How to Win a small business grant.pptx
 
Evaluating Multiple Machine Learning Models for Biodegradation and Aquatic To...
Evaluating Multiple Machine Learning Models for Biodegradation and Aquatic To...Evaluating Multiple Machine Learning Models for Biodegradation and Aquatic To...
Evaluating Multiple Machine Learning Models for Biodegradation and Aquatic To...
 
A presentation at the Global Genes rare drug development symposium on governm...
A presentation at the Global Genes rare drug development symposium on governm...A presentation at the Global Genes rare drug development symposium on governm...
A presentation at the Global Genes rare drug development symposium on governm...
 
Leveraging Science Communication and Social Media to Build Your Brand and Ele...
Leveraging Science Communication and Social Media to Build Your Brand and Ele...Leveraging Science Communication and Social Media to Build Your Brand and Ele...
Leveraging Science Communication and Social Media to Build Your Brand and Ele...
 
Bayesian Models for Chagas Disease
Bayesian Models for Chagas DiseaseBayesian Models for Chagas Disease
Bayesian Models for Chagas Disease
 
Assay Central: A New Approach to Compiling Big Data and Preparing Machine Lea...
Assay Central: A New Approach to Compiling Big Data and Preparing Machine Lea...Assay Central: A New Approach to Compiling Big Data and Preparing Machine Lea...
Assay Central: A New Approach to Compiling Big Data and Preparing Machine Lea...
 
Drug Discovery Today March 2017 special issue
Drug Discovery Today March 2017 special issueDrug Discovery Today March 2017 special issue
Drug Discovery Today March 2017 special issue
 
Using In Silico Tools in Repurposing Drugs for Neglected and Orphan Diseases
Using In Silico Tools in Repurposing Drugs for Neglected and Orphan DiseasesUsing In Silico Tools in Repurposing Drugs for Neglected and Orphan Diseases
Using In Silico Tools in Repurposing Drugs for Neglected and Orphan Diseases
 
Five Ways to Use Social Media to Raise Awareness for Your Paper or Research
Five Ways to Use Social Media to Raise Awareness for Your Paper or ResearchFive Ways to Use Social Media to Raise Awareness for Your Paper or Research
Five Ways to Use Social Media to Raise Awareness for Your Paper or Research
 
Open zika presentation
Open zika presentation Open zika presentation
Open zika presentation
 
academic / small company collaborations for rare and neglected diseasesv2
 academic / small company collaborations for rare and neglected diseasesv2 academic / small company collaborations for rare and neglected diseasesv2
academic / small company collaborations for rare and neglected diseasesv2
 
CDD models case study #3
CDD models case study #3 CDD models case study #3
CDD models case study #3
 
CDD models case study #2
CDD models case study #2 CDD models case study #2
CDD models case study #2
 
CDD Models case study #1
CDD Models case study #1 CDD Models case study #1
CDD Models case study #1
 
Using Machine Learning Models Based on Phenotypic Data to Discover New Molecu...

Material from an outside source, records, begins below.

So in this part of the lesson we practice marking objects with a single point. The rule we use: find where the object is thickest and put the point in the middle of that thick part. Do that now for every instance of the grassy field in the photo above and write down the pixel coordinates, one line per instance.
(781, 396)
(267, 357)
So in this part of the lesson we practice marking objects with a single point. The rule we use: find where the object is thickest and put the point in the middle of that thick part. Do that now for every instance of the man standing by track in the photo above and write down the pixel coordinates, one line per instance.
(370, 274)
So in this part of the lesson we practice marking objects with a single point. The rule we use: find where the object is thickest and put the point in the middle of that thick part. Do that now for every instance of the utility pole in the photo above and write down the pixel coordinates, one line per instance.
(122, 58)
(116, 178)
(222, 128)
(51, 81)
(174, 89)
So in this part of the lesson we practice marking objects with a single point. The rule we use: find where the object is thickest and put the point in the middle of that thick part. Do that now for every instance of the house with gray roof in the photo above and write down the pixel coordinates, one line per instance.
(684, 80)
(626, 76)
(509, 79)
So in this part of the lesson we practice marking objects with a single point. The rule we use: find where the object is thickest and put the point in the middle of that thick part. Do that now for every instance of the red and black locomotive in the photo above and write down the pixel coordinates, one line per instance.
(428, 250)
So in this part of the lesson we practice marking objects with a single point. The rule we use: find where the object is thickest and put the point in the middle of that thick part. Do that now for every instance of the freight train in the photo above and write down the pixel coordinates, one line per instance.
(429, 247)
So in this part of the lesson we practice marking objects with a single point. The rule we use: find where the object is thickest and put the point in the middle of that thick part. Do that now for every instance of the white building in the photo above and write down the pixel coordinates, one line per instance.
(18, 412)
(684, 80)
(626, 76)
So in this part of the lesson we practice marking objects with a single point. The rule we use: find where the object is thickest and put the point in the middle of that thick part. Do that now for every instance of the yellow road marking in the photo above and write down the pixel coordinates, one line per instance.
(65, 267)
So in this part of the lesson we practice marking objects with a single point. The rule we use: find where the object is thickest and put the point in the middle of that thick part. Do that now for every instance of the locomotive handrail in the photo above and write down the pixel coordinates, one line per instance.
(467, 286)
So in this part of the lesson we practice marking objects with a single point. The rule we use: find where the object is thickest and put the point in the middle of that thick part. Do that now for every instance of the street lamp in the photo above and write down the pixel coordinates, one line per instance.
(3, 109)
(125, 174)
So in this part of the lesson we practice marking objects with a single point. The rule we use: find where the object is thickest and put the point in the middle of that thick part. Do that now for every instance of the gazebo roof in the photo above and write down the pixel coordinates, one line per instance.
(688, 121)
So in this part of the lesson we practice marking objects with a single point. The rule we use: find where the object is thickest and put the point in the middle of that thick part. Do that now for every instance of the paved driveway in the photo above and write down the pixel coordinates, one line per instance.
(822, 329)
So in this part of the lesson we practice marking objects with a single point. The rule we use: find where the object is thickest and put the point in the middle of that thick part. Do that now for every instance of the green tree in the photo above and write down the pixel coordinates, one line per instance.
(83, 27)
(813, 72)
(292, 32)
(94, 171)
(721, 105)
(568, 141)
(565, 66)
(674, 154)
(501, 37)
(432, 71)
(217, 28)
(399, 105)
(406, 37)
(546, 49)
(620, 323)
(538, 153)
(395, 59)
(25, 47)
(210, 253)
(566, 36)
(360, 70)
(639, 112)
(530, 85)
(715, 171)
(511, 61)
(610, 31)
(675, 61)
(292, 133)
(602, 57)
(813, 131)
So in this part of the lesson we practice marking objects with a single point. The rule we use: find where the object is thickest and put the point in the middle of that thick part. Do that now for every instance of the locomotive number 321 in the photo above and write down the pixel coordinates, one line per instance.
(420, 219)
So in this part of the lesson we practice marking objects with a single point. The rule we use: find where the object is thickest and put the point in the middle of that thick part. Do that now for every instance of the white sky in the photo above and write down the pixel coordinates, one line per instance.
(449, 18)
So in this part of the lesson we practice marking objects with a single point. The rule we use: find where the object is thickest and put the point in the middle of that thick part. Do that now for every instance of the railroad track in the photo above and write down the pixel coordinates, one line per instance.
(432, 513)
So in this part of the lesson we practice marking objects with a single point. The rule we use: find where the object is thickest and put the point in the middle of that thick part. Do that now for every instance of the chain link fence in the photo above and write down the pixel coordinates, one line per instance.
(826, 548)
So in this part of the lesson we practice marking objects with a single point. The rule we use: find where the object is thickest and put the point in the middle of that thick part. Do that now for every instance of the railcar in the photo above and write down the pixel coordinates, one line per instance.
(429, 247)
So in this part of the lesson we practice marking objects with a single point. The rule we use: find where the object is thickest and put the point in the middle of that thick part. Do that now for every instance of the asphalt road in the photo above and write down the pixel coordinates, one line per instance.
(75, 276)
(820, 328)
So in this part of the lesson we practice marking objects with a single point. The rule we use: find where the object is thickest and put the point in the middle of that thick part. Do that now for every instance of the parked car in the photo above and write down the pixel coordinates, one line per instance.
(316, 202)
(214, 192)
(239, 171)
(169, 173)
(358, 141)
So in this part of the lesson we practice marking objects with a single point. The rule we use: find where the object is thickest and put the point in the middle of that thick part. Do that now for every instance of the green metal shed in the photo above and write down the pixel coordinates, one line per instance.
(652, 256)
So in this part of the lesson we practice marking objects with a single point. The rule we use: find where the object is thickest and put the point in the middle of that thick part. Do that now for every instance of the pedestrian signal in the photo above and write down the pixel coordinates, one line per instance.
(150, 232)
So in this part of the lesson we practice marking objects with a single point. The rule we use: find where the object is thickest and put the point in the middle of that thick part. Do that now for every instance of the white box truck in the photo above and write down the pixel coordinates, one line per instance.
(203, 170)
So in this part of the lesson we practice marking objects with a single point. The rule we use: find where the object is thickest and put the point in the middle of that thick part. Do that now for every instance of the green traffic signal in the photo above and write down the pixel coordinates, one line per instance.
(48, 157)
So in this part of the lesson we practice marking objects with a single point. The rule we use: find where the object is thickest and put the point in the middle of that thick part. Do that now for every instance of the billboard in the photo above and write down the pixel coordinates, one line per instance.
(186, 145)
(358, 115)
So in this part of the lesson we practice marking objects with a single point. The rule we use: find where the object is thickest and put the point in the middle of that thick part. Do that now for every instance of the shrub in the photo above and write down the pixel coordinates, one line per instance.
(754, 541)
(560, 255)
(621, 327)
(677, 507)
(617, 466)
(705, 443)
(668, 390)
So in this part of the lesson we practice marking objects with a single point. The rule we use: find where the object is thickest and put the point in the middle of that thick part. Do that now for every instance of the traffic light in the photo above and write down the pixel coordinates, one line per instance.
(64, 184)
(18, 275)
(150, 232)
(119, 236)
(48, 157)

Using Machine Learning Models Based on Phenotypic Data to Discover New Molecu...Using Machine Learning Models Based on Phenotypic Data to Discover New Molecu...
Using Machine Learning Models Based on Phenotypic Data to Discover New Molecu...
 
CDD: Vault, CDD: Vision and CDD: Models software for biologists and chemists ...

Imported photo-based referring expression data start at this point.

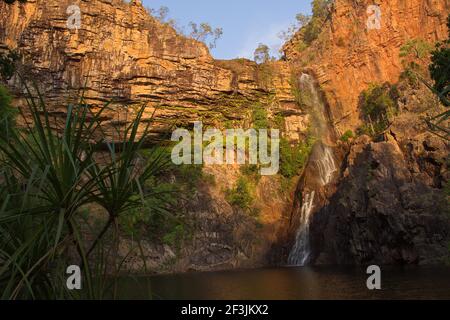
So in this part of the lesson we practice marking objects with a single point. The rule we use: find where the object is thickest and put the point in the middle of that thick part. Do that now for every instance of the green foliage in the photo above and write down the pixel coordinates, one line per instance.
(379, 105)
(203, 31)
(293, 157)
(7, 113)
(347, 136)
(413, 55)
(440, 73)
(241, 195)
(8, 64)
(321, 11)
(47, 179)
(175, 237)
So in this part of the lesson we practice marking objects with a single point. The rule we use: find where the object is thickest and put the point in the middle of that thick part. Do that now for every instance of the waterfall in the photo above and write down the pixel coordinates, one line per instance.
(300, 252)
(322, 167)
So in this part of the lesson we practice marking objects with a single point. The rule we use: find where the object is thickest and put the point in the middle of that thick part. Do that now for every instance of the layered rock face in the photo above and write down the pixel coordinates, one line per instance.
(348, 56)
(121, 54)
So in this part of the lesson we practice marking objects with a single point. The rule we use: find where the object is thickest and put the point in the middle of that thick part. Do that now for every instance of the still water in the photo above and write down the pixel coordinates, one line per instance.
(291, 284)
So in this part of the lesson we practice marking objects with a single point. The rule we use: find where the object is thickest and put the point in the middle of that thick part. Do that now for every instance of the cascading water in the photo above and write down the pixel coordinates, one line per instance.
(322, 166)
(300, 251)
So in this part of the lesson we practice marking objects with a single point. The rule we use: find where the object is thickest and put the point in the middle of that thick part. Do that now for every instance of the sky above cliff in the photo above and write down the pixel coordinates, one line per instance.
(245, 23)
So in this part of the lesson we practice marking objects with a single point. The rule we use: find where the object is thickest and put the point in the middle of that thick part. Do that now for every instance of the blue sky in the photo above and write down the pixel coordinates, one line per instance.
(245, 23)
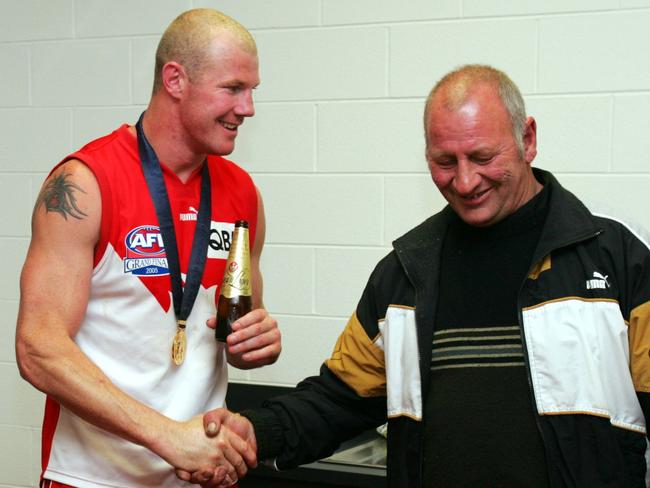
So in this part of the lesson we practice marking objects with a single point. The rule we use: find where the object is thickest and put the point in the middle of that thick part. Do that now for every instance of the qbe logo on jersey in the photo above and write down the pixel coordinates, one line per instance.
(145, 252)
(220, 239)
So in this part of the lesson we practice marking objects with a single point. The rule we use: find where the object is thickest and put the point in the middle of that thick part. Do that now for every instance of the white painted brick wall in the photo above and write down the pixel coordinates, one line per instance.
(336, 146)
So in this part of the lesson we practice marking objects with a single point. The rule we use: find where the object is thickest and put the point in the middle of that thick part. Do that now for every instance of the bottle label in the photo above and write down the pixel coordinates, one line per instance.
(237, 276)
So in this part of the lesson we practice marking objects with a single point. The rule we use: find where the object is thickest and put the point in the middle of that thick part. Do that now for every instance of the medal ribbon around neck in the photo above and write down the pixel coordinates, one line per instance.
(183, 298)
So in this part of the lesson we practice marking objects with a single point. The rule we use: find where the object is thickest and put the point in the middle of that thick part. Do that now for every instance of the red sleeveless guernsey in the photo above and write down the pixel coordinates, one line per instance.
(129, 323)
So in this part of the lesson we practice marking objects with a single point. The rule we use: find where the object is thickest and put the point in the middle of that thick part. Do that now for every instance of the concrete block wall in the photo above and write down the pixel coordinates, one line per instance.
(336, 146)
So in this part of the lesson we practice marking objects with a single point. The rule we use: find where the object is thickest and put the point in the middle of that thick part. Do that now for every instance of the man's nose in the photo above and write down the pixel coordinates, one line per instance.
(246, 106)
(466, 179)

CDD: Vault, CDD: Vision and CDD: Models software for biologists and chemists ...CDD: Vault, CDD: Vision and CDD: Models software for biologists and chemists ...

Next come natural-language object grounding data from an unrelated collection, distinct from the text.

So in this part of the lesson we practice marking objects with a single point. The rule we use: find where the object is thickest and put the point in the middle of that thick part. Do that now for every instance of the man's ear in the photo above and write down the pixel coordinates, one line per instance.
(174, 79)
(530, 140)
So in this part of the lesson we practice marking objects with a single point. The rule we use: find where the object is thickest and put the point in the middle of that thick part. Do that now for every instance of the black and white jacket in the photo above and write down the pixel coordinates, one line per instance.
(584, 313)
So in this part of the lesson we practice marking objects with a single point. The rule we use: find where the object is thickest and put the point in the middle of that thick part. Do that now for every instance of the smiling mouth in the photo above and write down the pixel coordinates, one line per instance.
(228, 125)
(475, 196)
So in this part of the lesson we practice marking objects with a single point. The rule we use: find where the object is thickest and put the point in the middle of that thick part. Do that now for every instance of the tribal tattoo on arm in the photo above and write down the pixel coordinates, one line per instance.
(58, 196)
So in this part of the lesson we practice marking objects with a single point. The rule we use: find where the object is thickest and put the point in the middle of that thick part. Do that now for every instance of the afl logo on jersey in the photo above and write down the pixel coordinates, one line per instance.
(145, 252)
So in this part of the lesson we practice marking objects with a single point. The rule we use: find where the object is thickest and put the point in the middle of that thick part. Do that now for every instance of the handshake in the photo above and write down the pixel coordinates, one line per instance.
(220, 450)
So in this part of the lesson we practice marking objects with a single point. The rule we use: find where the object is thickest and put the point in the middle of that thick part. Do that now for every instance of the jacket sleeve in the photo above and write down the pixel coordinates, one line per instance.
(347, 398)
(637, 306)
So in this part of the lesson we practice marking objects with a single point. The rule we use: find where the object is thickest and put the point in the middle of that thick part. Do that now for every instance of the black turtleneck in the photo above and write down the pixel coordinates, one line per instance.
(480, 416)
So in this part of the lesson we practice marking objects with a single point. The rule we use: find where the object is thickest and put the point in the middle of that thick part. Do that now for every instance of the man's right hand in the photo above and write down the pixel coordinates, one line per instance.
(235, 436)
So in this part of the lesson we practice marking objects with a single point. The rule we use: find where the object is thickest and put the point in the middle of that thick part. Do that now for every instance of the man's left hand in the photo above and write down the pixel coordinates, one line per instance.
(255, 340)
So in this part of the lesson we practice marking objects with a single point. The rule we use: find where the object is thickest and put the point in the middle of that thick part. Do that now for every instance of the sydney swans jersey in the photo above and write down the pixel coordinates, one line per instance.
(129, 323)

CDD: Vault, CDD: Vision and CDD: Models software for biologists and chemists ...
 
The future of computational chemistry b ig
The future of computational chemistry b igThe future of computational chemistry b ig
The future of computational chemistry b ig
 
#ZikaOpen: Homology Models -
#ZikaOpen: Homology Models - #ZikaOpen: Homology Models -
#ZikaOpen: Homology Models -
 
Slas talk 2016
Slas talk 2016Slas talk 2016
Slas talk 2016
 
Pros and cons of social networking for scientists
Pros and cons of social networking for scientistsPros and cons of social networking for scientists
Pros and cons of social networking for scientists
 

Último

Premium Call Girls Cottonpet Whatsapp 7001035870 Independent Escort Service
Premium Call Girls Cottonpet Whatsapp 7001035870 Independent Escort ServicePremium Call Girls Cottonpet Whatsapp 7001035870 Independent Escort Service
Premium Call Girls Cottonpet Whatsapp 7001035870 Independent Escort Servicevidya singh
 
Call Girls Horamavu WhatsApp Number 7001035870 Meeting With Bangalore Escorts
Call Girls Horamavu WhatsApp Number 7001035870 Meeting With Bangalore EscortsCall Girls Horamavu WhatsApp Number 7001035870 Meeting With Bangalore Escorts
Call Girls Horamavu WhatsApp Number 7001035870 Meeting With Bangalore Escortsvidya singh
 
Call Girls Cuttack Just Call 9907093804 Top Class Call Girl Service Available
Call Girls Cuttack Just Call 9907093804 Top Class Call Girl Service AvailableCall Girls Cuttack Just Call 9907093804 Top Class Call Girl Service Available
Call Girls Cuttack Just Call 9907093804 Top Class Call Girl Service AvailableDipal Arora
 
Call Girls Dehradun Just Call 9907093804 Top Class Call Girl Service Available
Call Girls Dehradun Just Call 9907093804 Top Class Call Girl Service AvailableCall Girls Dehradun Just Call 9907093804 Top Class Call Girl Service Available
Call Girls Dehradun Just Call 9907093804 Top Class Call Girl Service AvailableDipal Arora
 
Call Girls Coimbatore Just Call 9907093804 Top Class Call Girl Service Available
Call Girls Coimbatore Just Call 9907093804 Top Class Call Girl Service AvailableCall Girls Coimbatore Just Call 9907093804 Top Class Call Girl Service Available
Call Girls Coimbatore Just Call 9907093804 Top Class Call Girl Service AvailableDipal Arora
 
Call Girls Ludhiana Just Call 9907093804 Top Class Call Girl Service Available
Call Girls Ludhiana Just Call 9907093804 Top Class Call Girl Service AvailableCall Girls Ludhiana Just Call 9907093804 Top Class Call Girl Service Available
Call Girls Ludhiana Just Call 9907093804 Top Class Call Girl Service AvailableDipal Arora
 
VIP Service Call Girls Sindhi Colony 📳 7877925207 For 18+ VIP Call Girl At Th...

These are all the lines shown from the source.